Little action expected at climate summit
WASHINGTON - New York City will be full of planet-saving pomp this week, but short on action to rescue the world.
WASHINGTON - New York City will be full of planet-saving pomp this week, but short on action to rescue the world.
More than 120 world leaders convene Tuesday for a U.N. summit aimed at galvanizing political will for a new global climate treaty by the end of 2015.
Environmentalists will take to the streets Sunday in what is being billed as the largest march ever on global warming. Celebrities, CEOs, and climatologists will appear at a string of events as part of New York's annual climate week. Titanic star Leonardo DiCaprio will talk about what causes rising seas.
The hope is to recapture the momentum lost after the disappointing 2009 climate summit in Copenhagen, when world leaders left without a binding treaty.
The one-day U.N. summit, while not part of the formal negotiation process, is the pinnacle of the seven-year-old tenure of Secretary-General Ban Ki-moon, who has made fighting climate change his rallying cry and traveled the globe to invite world leaders to the gathering.
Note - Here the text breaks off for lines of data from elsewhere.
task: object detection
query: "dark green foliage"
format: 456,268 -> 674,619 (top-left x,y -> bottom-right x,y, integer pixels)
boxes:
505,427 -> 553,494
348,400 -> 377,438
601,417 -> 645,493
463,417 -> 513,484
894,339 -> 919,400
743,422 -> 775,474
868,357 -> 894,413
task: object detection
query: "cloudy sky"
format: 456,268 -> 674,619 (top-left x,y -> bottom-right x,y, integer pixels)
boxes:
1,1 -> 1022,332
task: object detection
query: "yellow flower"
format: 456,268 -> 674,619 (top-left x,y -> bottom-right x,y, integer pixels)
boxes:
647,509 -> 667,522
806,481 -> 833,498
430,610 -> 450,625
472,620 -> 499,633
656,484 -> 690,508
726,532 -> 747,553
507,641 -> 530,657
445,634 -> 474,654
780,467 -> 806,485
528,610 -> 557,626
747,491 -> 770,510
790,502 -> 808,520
Saying he was "humbled by the overwhelming response," Ban urged leaders to come with bold ideas.
Yet whatever happens at the summit is unlikely to approach a goal set in Copenhagen: Preventing Earth's temperature from rising more than 2 degrees Fahrenheit from where it is now.
"Our expectation is this is a political event," said Zou Ji, deputy director of China's National Center for Climate Change Strategy.
Rather than firm commitments from closed-door negotiations, the summit is expected to jumpstart a series of much publicized initiatives and partnerships.